Thursday, February 01, 2007

1937 vs. 2007

Reading Bush's comments on Congress' power of the purse today took me back to teaching introductory civics to learning disabled seventh graders. His simplistic understanding of the way that the three branches of government work clearly points to a mind that views the process as a zero sum game. The seventh graders displayed more nuance.

GWB: I think they have the authority to defund, use their funding power...ho
WSJ: You do?
GWB: Oh yeah, they can say "We won't fund." That is the constitutional authority of Congress.

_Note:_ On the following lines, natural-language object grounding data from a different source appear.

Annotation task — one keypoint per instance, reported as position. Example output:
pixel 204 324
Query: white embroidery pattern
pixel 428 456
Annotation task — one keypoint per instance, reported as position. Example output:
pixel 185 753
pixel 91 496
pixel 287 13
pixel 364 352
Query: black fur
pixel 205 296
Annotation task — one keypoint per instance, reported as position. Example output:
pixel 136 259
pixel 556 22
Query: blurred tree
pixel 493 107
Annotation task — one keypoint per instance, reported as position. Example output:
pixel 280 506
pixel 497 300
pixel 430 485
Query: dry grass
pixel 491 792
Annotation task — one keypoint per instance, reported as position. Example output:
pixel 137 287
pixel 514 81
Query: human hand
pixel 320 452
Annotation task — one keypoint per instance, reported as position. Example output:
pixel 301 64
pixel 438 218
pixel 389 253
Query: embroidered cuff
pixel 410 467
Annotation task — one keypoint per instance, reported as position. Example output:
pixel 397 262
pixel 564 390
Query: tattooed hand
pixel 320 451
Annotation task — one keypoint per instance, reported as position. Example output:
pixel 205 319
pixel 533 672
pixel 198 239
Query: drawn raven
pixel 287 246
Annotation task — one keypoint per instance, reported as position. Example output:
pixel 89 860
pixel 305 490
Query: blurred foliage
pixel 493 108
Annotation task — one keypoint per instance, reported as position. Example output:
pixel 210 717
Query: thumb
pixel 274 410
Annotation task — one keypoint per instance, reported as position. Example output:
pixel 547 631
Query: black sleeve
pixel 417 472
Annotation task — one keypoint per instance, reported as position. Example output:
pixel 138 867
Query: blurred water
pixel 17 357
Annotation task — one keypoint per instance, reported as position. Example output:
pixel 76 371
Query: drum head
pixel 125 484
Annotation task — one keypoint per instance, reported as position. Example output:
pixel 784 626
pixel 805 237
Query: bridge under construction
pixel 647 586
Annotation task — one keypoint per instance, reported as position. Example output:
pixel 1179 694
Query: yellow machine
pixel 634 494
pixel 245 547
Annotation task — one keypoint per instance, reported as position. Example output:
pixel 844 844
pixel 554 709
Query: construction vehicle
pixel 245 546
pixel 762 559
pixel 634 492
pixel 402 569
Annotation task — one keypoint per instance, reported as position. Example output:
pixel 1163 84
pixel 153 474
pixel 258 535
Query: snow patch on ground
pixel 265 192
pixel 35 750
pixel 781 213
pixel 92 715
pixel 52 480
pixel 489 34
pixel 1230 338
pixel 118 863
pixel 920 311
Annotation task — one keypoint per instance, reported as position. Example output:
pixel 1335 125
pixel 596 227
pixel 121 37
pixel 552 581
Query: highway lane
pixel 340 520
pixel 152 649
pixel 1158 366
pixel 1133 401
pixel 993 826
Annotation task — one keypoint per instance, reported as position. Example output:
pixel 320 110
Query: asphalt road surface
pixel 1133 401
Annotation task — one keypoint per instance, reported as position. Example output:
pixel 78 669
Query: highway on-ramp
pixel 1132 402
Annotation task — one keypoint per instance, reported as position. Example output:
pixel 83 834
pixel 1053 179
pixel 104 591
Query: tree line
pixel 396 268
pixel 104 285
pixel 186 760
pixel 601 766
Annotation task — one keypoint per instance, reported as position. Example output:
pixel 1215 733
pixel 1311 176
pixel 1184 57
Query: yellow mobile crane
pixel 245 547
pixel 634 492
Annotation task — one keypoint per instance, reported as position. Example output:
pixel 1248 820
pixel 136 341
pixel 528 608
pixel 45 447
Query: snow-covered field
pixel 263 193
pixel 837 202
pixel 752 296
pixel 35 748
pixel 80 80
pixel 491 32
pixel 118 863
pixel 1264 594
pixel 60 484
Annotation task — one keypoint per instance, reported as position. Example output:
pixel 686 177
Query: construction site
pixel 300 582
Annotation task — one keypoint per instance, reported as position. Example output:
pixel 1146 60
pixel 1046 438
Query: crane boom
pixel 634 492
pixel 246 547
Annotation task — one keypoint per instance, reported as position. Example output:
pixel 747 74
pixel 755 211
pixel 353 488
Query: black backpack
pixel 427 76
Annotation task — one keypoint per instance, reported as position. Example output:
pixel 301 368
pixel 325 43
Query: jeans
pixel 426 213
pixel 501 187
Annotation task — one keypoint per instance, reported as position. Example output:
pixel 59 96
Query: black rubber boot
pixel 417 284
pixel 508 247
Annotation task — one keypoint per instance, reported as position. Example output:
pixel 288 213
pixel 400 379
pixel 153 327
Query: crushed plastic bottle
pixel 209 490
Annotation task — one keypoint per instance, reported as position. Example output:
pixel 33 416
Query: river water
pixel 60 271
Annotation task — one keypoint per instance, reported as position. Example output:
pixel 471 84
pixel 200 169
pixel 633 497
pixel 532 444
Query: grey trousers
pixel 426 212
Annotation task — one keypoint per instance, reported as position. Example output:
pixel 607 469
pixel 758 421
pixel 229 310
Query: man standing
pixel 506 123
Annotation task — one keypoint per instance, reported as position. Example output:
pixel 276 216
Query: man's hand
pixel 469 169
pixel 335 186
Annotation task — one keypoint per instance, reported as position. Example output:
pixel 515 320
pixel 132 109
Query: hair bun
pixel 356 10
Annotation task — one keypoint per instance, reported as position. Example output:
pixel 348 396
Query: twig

His "theory" of government, and the more insidious, but no less radical theory of the Unified Executive, promulgated by John Yoo, are based upon very black and white notions of the powers that are attributed to the branches of government as written in the Constitution and interpreted over the history of the country. One historical event, though, seems to mirror their approach, namely FDR's court packing scheme, which was a similar attempt to deal with an intransigent branch of government that was standing in the way of unfettered executive process. Leave aside the very different motivations that were behind FDR's bill and Bush's mad rush towards the unrestrained executive privilege in a time of War (that has no defined enemy, no particular end in sight, no real definition of victory). The similarities between the approaches is in the fact that just as Roosevelt did not need the Court Packing Bill to pass to achieve his ultimate goal, Bush does not particularly need his signing statements, his blatant disregard for FISA, or his administration's embrace of institutionalized torture as a method of interrogation to be blessed by Congress. As a matter of fact, he has already (hollowly) backed away from his insistence that he can ignore the law of the land in FISA.

All he needs is for the Congress to continue to flinch in the face of his outlandish effrontery. It worked for 6 years, but the power of lame-duckery, and the humiliation of his war, and the inexorable increase of the public's personal distaste for the man will wear him down in the end.